Markus Bernauer, Matthias Boenig: Bearbeitung der digitalen Edition.
(2016-11-22T14:52:17Z)
Weitere Informationen:
Die digitale Edition der Briefe Jean Pauls im Deutschen Textarchiv basiert auf der von Eduard Berend herausgegebenen III. Abteilung der Historisch-kritischen Ausgabe mit den Briefen Jean Pauls. Die Bände werden im Faksimile und in getreuer Umschrift ohne Korrekturen vollständig zugänglich gemacht. Nicht aufgenommen, da in der hier gewählten Präsentation kaum nutzbar, sind Berends umfangreiche Register über die III. Abteilung in Band III/9, die in das elektronische Gesamtregister über die Briefe von und an Jean Paul eingegangen sind. Das bedeutet: Aufbewahrungsorte von Handschriften sowie veraltete Literaturverweise blieben ebenso bestehen wie die Nummern der von Jean Paul beantworteten Briefe oder der an ihn gerichteten Antworten, Nummern, die sich auf die Regesten in den digitalisierten Bänden beziehen und nicht auf die neue IV. Abteilung mit den Briefen an Jean Paul (s. dort die Konkordanzen).

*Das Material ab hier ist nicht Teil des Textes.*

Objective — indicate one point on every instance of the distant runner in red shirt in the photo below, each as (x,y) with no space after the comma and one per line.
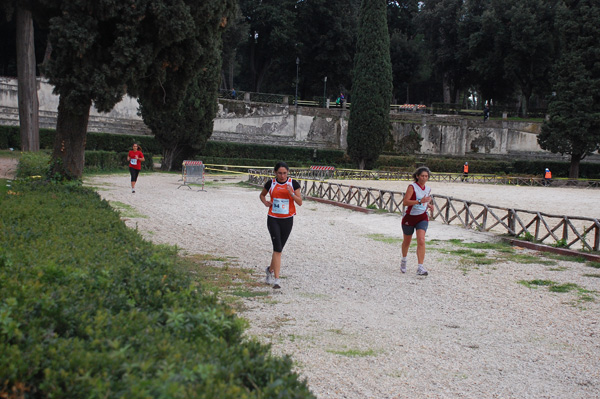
(135,159)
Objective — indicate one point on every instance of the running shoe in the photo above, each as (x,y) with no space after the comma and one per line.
(270,276)
(403,266)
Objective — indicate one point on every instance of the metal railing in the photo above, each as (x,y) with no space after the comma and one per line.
(559,230)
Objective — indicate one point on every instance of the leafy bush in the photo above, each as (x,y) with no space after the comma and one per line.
(90,309)
(33,164)
(288,154)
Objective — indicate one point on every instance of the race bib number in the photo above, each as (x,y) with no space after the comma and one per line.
(281,206)
(418,209)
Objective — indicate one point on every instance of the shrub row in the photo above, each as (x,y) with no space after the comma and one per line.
(266,155)
(289,154)
(88,309)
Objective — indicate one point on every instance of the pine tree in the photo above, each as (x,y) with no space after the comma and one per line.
(574,124)
(179,97)
(369,124)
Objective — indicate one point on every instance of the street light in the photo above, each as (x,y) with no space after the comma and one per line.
(325,92)
(297,64)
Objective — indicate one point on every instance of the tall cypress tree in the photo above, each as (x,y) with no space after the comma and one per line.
(574,124)
(369,124)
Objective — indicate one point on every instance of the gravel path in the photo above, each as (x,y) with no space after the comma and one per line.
(358,328)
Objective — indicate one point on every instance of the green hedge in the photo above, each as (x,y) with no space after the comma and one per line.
(88,309)
(487,166)
(288,154)
(267,155)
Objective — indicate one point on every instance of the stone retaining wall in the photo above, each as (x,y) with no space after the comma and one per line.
(282,124)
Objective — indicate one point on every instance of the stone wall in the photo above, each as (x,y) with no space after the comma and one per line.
(282,124)
(123,119)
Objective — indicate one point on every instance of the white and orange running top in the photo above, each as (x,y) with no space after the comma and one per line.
(283,204)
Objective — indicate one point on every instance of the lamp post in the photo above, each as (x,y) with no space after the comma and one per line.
(297,65)
(325,92)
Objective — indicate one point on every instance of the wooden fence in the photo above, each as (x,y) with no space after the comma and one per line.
(560,230)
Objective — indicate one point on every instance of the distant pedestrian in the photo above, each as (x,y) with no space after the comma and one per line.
(465,172)
(547,177)
(340,100)
(418,201)
(135,157)
(284,195)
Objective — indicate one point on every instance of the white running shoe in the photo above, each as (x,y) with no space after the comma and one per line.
(403,266)
(270,276)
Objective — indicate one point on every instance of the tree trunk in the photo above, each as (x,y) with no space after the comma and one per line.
(27,85)
(68,156)
(574,167)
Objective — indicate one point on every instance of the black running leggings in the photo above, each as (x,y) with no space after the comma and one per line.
(134,173)
(279,229)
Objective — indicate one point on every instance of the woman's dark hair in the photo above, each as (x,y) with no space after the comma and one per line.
(281,165)
(419,171)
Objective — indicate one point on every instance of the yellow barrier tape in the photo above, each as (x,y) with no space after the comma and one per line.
(254,174)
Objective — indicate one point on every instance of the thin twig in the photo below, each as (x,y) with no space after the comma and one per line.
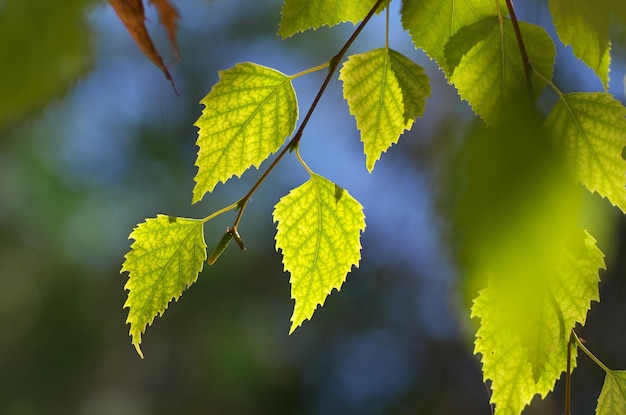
(522,48)
(568,374)
(334,64)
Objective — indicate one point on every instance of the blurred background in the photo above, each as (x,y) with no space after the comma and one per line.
(93,140)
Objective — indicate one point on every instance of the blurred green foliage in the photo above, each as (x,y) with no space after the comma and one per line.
(44,49)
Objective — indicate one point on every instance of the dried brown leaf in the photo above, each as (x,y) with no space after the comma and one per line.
(132,15)
(168,17)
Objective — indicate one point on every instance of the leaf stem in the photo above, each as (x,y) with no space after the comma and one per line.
(310,70)
(522,48)
(302,161)
(219,212)
(588,353)
(332,64)
(387,27)
(568,375)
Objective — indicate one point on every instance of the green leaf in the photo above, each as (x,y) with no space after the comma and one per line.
(431,23)
(385,92)
(165,259)
(247,116)
(591,127)
(526,319)
(488,70)
(319,229)
(301,15)
(612,400)
(584,25)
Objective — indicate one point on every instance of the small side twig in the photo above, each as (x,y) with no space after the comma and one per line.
(522,48)
(333,65)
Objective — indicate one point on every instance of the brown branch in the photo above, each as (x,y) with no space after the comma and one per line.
(522,48)
(334,64)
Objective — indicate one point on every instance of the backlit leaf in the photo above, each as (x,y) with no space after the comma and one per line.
(165,259)
(301,15)
(525,322)
(591,127)
(431,23)
(385,92)
(319,230)
(612,400)
(584,25)
(487,68)
(247,116)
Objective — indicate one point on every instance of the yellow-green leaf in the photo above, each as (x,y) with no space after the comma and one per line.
(591,128)
(301,15)
(165,259)
(247,116)
(385,92)
(526,318)
(319,231)
(487,68)
(612,400)
(584,25)
(431,23)
(414,84)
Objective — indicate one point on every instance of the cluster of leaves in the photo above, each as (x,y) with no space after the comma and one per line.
(531,300)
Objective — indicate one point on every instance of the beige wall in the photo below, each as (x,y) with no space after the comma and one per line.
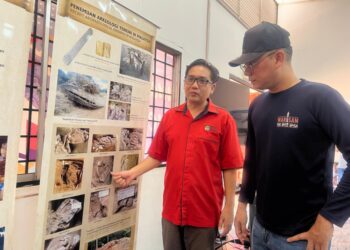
(320,35)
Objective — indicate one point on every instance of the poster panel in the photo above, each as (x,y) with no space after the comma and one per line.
(15,27)
(96,122)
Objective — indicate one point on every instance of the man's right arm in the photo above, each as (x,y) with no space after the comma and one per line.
(124,178)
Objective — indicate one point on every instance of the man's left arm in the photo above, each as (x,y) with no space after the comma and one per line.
(334,119)
(226,217)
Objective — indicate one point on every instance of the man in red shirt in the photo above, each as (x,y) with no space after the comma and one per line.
(199,142)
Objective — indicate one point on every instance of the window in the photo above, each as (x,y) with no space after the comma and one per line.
(252,12)
(165,89)
(34,106)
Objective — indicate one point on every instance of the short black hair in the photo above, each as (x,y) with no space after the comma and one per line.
(214,72)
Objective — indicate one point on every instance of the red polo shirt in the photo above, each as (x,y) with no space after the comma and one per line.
(196,152)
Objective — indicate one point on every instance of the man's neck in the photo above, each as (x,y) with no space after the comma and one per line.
(196,108)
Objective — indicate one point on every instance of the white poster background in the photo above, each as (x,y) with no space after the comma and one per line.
(86,64)
(15,29)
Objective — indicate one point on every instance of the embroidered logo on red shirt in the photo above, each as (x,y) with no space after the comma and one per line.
(209,128)
(287,121)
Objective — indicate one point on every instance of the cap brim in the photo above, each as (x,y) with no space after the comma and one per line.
(245,58)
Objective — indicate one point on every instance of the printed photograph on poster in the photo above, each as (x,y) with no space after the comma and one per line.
(129,161)
(73,52)
(130,139)
(101,171)
(120,240)
(118,111)
(103,143)
(135,63)
(2,237)
(71,140)
(103,49)
(68,175)
(120,92)
(64,214)
(98,205)
(3,151)
(69,241)
(125,198)
(80,95)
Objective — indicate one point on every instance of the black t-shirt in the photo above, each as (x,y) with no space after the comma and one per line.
(289,157)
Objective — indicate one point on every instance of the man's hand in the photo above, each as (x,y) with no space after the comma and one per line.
(123,178)
(319,235)
(225,222)
(241,222)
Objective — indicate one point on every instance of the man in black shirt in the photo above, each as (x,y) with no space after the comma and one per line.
(292,131)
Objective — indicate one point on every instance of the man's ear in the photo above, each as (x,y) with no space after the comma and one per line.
(212,88)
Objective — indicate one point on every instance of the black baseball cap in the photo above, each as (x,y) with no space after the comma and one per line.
(260,39)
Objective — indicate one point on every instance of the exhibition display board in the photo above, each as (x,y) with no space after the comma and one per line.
(96,123)
(15,28)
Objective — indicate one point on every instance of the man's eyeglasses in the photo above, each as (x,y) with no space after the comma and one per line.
(249,67)
(189,80)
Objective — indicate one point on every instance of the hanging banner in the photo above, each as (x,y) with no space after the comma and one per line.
(96,123)
(16,19)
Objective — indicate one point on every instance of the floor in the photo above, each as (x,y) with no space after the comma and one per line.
(340,241)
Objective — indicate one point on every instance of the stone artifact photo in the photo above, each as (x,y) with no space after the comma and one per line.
(68,241)
(101,171)
(71,140)
(98,205)
(103,143)
(64,214)
(68,175)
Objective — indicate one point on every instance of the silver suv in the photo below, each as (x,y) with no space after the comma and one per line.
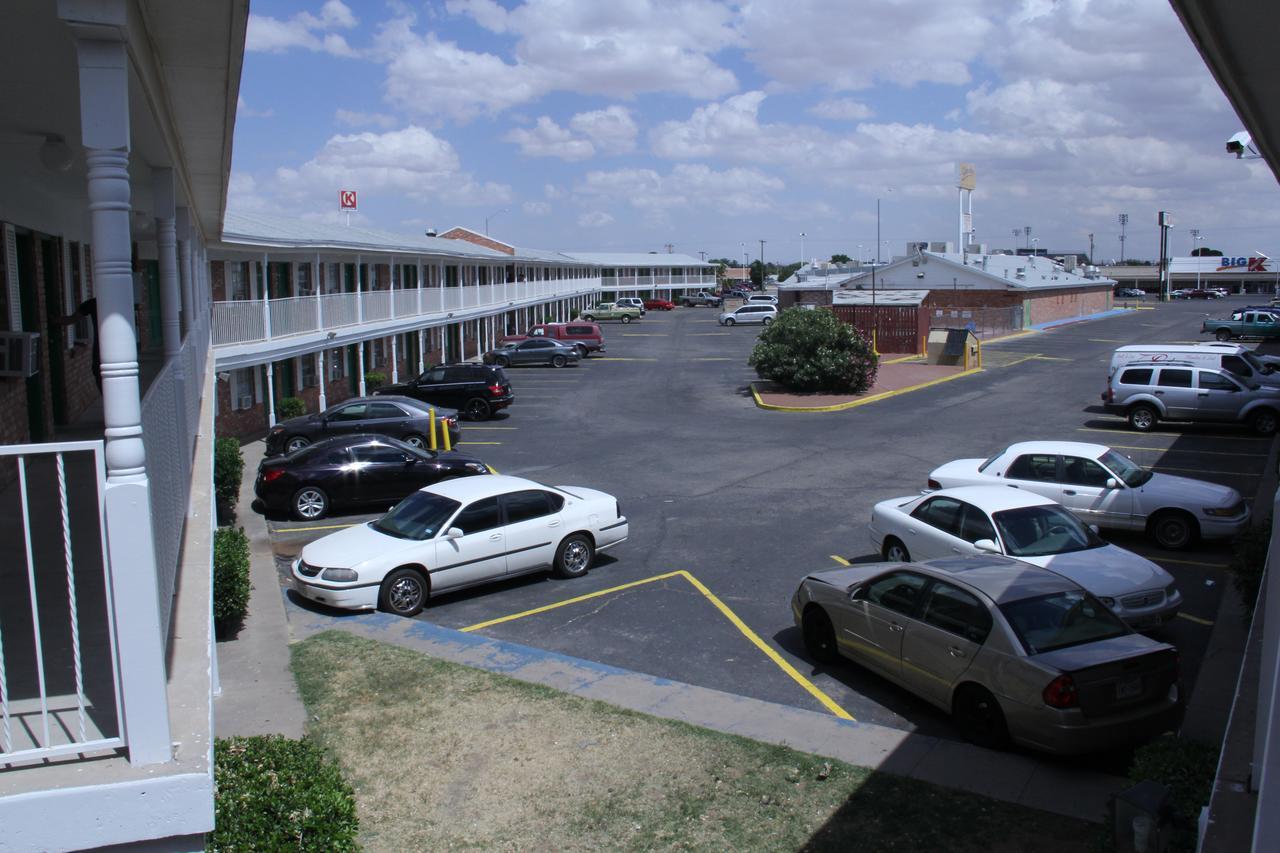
(1179,391)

Eine andere, briefzentrierte digitale Edition der Briefe Jean Pauls ist derzeit als Gemeinschaftsprojekt der Jean-Paul-Edition und der Initiative TELOTA in Vorbereitung. Die Metadaten dieser Ausgabe sowie veraltete Verweise in den Erläuterungen werden dort so weit als möglich aktualisiert. Die Digitalisierung wurde durch die Deutsche Forschungsgemeinschaft (DFG) gefördert.
Jean Paul: Dritte Abteilung Briefe. In: Jean Pauls Sämtliche Werke. Historisch-kritische Ausgabe. Abt. 3, Bd. 1. Berlin, 1956, S. 54. In: Deutsches Textarchiv <https://www.deutschestextarchiv.de/jeanpaul_briefe01_1956/77>, abgerufen am 27.11.2024.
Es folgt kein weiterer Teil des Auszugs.